= Benjamin Electric Manufacturing Company =

Benjamin Electric Manufacturing Company was a Des Plaines, Illinois electrical company founded in the late 19th century.

== History ==

Benjamin Electric Manufacturing Company was founded by Reuben Berkley Benjamin and filed its first patent for an electric lamp socket in 1898. The part was manufactured in Benjamin's basement by high school kids who worked after school.

The company was officially organized in 1901 with an investment of $2,400. The original founders included Walter D. Steele, Ruben B. Benjamin, and two others. It originally operated out of a small basement space, but moved to Des Plaines in 1929. In 1945 it built a laboratory for testing and research, and by 1948 it employed more than 1,200 people.

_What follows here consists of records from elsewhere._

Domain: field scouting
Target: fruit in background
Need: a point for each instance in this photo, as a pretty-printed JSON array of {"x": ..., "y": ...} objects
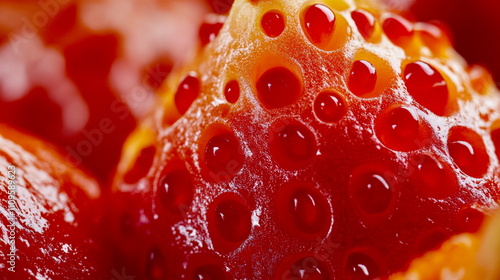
[
  {"x": 80, "y": 73},
  {"x": 465, "y": 257},
  {"x": 323, "y": 141},
  {"x": 50, "y": 214},
  {"x": 472, "y": 24}
]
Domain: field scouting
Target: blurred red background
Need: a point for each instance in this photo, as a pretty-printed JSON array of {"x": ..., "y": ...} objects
[{"x": 80, "y": 74}]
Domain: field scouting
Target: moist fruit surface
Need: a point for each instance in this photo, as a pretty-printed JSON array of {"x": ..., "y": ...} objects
[{"x": 309, "y": 140}]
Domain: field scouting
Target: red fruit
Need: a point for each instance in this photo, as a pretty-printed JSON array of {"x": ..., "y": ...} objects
[
  {"x": 340, "y": 148},
  {"x": 50, "y": 214}
]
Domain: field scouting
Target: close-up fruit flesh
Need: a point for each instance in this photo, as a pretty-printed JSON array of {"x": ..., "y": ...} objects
[
  {"x": 357, "y": 141},
  {"x": 326, "y": 139}
]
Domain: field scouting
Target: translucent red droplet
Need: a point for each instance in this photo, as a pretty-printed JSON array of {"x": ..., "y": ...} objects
[
  {"x": 365, "y": 22},
  {"x": 233, "y": 220},
  {"x": 467, "y": 149},
  {"x": 209, "y": 31},
  {"x": 363, "y": 78},
  {"x": 155, "y": 266},
  {"x": 175, "y": 190},
  {"x": 361, "y": 267},
  {"x": 232, "y": 91},
  {"x": 293, "y": 144},
  {"x": 141, "y": 166},
  {"x": 432, "y": 178},
  {"x": 427, "y": 86},
  {"x": 400, "y": 129},
  {"x": 273, "y": 23},
  {"x": 371, "y": 192},
  {"x": 308, "y": 268},
  {"x": 470, "y": 219},
  {"x": 210, "y": 272},
  {"x": 329, "y": 107},
  {"x": 319, "y": 22},
  {"x": 397, "y": 29},
  {"x": 188, "y": 91},
  {"x": 223, "y": 155},
  {"x": 308, "y": 211},
  {"x": 278, "y": 87}
]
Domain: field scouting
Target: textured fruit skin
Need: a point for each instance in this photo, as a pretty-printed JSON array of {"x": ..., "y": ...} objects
[
  {"x": 56, "y": 214},
  {"x": 328, "y": 179}
]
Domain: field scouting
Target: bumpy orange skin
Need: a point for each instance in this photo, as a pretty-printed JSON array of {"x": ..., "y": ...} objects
[
  {"x": 50, "y": 213},
  {"x": 302, "y": 186}
]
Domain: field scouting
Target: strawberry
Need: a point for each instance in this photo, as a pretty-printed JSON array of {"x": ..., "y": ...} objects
[
  {"x": 325, "y": 140},
  {"x": 50, "y": 214},
  {"x": 80, "y": 73}
]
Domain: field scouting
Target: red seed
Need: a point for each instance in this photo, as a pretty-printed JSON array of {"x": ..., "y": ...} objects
[
  {"x": 273, "y": 23},
  {"x": 363, "y": 78},
  {"x": 176, "y": 190},
  {"x": 141, "y": 166},
  {"x": 278, "y": 87},
  {"x": 329, "y": 107},
  {"x": 427, "y": 86},
  {"x": 365, "y": 22},
  {"x": 188, "y": 91},
  {"x": 232, "y": 91},
  {"x": 319, "y": 22},
  {"x": 361, "y": 267},
  {"x": 224, "y": 156},
  {"x": 397, "y": 28},
  {"x": 400, "y": 129},
  {"x": 208, "y": 32}
]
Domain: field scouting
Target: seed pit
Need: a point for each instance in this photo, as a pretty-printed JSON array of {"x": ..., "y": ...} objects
[
  {"x": 187, "y": 92},
  {"x": 400, "y": 129},
  {"x": 467, "y": 149},
  {"x": 365, "y": 22},
  {"x": 318, "y": 22},
  {"x": 363, "y": 78},
  {"x": 223, "y": 155},
  {"x": 427, "y": 86},
  {"x": 329, "y": 107},
  {"x": 175, "y": 190},
  {"x": 273, "y": 23},
  {"x": 229, "y": 222},
  {"x": 303, "y": 210},
  {"x": 361, "y": 267},
  {"x": 142, "y": 165},
  {"x": 278, "y": 87},
  {"x": 232, "y": 91},
  {"x": 292, "y": 144},
  {"x": 431, "y": 177}
]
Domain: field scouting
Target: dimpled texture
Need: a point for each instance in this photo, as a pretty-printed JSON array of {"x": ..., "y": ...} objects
[{"x": 306, "y": 174}]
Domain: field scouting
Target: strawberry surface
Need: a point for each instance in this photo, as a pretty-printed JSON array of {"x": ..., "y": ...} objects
[
  {"x": 309, "y": 140},
  {"x": 80, "y": 73},
  {"x": 50, "y": 214}
]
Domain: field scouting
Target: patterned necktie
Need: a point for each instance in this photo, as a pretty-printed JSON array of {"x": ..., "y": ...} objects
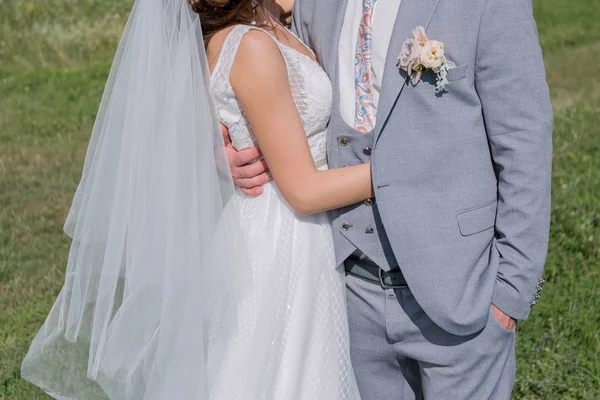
[{"x": 366, "y": 111}]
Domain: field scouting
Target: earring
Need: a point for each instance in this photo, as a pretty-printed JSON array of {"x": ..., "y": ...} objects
[{"x": 254, "y": 5}]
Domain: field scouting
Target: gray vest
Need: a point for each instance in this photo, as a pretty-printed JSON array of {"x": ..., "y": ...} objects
[{"x": 357, "y": 227}]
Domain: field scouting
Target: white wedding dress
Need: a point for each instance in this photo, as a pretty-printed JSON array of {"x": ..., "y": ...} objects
[{"x": 293, "y": 340}]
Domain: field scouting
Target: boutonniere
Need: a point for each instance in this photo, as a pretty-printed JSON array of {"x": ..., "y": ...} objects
[{"x": 420, "y": 54}]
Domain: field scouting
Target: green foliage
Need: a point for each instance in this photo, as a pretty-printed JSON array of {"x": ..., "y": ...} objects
[{"x": 54, "y": 60}]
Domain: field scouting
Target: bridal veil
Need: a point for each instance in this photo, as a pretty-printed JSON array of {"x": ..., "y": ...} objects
[{"x": 148, "y": 285}]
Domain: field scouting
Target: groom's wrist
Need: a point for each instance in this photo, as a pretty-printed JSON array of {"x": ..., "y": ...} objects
[{"x": 510, "y": 301}]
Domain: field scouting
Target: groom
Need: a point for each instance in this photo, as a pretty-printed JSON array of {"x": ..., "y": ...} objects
[{"x": 450, "y": 252}]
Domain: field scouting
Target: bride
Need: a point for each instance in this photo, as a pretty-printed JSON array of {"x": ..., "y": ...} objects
[{"x": 178, "y": 286}]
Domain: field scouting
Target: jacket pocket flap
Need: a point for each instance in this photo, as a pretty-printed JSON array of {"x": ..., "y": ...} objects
[{"x": 477, "y": 219}]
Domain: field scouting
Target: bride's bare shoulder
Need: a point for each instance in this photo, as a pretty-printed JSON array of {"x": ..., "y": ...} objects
[
  {"x": 258, "y": 56},
  {"x": 256, "y": 46}
]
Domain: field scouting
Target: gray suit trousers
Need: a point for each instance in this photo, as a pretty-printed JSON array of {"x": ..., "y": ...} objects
[{"x": 399, "y": 353}]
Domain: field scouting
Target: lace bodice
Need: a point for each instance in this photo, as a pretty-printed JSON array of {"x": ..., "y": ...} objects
[{"x": 311, "y": 89}]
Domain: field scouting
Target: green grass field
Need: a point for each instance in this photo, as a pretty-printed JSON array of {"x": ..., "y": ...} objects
[{"x": 54, "y": 59}]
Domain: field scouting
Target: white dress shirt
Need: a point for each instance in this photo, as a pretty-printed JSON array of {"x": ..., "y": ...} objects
[{"x": 384, "y": 18}]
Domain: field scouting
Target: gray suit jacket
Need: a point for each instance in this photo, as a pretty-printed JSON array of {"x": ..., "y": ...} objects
[{"x": 462, "y": 179}]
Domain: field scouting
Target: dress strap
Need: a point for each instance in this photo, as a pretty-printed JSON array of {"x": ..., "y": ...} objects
[{"x": 231, "y": 46}]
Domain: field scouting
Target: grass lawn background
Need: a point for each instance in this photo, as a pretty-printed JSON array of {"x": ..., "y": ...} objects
[{"x": 54, "y": 60}]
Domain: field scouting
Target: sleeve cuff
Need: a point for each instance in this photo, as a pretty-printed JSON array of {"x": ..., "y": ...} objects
[{"x": 510, "y": 302}]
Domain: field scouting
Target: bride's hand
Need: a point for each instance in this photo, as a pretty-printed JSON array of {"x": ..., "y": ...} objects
[{"x": 248, "y": 169}]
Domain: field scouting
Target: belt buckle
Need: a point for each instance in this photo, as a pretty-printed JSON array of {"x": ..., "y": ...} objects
[{"x": 385, "y": 285}]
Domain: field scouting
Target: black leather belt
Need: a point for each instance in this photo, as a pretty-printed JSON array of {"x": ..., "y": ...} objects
[{"x": 392, "y": 279}]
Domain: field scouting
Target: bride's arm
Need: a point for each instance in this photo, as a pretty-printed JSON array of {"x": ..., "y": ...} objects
[{"x": 260, "y": 81}]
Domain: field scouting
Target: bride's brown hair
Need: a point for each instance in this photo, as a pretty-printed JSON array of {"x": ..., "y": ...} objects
[{"x": 216, "y": 15}]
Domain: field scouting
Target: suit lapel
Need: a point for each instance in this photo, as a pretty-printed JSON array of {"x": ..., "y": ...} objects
[
  {"x": 411, "y": 14},
  {"x": 335, "y": 33}
]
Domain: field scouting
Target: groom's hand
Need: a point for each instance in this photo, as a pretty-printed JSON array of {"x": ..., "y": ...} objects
[
  {"x": 248, "y": 169},
  {"x": 506, "y": 321}
]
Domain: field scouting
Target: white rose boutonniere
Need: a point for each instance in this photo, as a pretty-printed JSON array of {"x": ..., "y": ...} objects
[{"x": 420, "y": 54}]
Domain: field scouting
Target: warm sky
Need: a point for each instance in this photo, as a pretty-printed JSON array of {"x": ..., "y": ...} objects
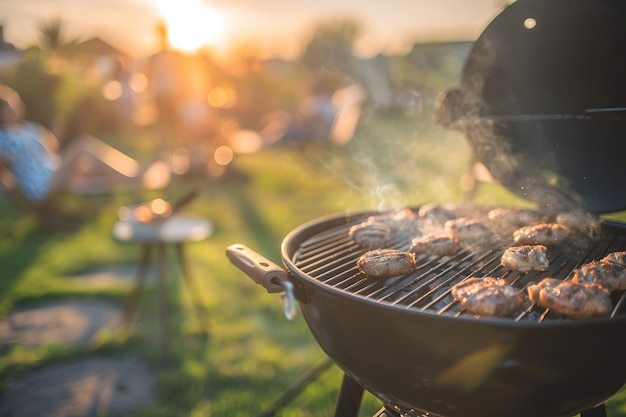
[{"x": 278, "y": 27}]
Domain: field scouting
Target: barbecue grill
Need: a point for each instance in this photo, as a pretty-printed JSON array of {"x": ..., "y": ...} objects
[{"x": 404, "y": 338}]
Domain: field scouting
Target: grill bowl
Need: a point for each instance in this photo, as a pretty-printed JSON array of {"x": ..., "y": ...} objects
[{"x": 456, "y": 366}]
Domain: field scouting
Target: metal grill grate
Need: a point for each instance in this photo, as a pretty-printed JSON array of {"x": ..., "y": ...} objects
[{"x": 330, "y": 257}]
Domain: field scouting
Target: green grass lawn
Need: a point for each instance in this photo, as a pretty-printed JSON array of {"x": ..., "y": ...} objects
[{"x": 254, "y": 353}]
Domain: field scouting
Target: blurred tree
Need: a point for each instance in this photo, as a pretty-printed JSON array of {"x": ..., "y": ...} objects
[
  {"x": 53, "y": 37},
  {"x": 329, "y": 52}
]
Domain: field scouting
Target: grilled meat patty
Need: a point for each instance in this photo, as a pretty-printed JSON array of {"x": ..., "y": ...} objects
[
  {"x": 488, "y": 296},
  {"x": 535, "y": 289},
  {"x": 610, "y": 275},
  {"x": 576, "y": 300},
  {"x": 526, "y": 258},
  {"x": 385, "y": 263},
  {"x": 616, "y": 257}
]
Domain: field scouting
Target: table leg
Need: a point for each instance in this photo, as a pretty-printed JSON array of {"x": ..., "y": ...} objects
[
  {"x": 132, "y": 301},
  {"x": 349, "y": 400},
  {"x": 163, "y": 305},
  {"x": 193, "y": 289}
]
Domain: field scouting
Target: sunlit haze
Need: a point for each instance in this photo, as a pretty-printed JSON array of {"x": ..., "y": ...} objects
[
  {"x": 193, "y": 24},
  {"x": 273, "y": 27}
]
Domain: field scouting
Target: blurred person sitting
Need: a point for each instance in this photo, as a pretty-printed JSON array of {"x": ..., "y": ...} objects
[{"x": 87, "y": 165}]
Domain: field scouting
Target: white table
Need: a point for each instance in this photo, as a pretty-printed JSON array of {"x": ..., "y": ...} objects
[{"x": 155, "y": 237}]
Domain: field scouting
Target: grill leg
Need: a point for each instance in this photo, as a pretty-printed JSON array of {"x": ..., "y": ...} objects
[
  {"x": 599, "y": 411},
  {"x": 350, "y": 396}
]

In 1958, Benjamin was bought out by Thomas Industries, Inc. It continued to operate under the Benjamin name as a division of Thomas Industries. At the time of acquisition, it employed 600 people in two manufacturing facilities, one in Des Plaines and the other in Burlingame, California.

The company's factory in Illinois was closed in 1963, with manufacturing moving to a Thomas Industries 250000 sqft plant in Sparta, TN.

== Products ==

Benjamin Electric Manufacturing Company was the manufacturer of industrial and commercial lighting, floodlights, and signalling devices. It pioneered a wireless cluster for lighting equipment, designed to produce higher levels of lighting from carbon filament lamps. The company went on to manufacture various electrical products. One of its most notable products was a series of non-contact fire alarm horns, introduced in the early 1920s. Throughout his lifetime, Reuben Benjamin secured 300 patents, most of which were used for products at the company.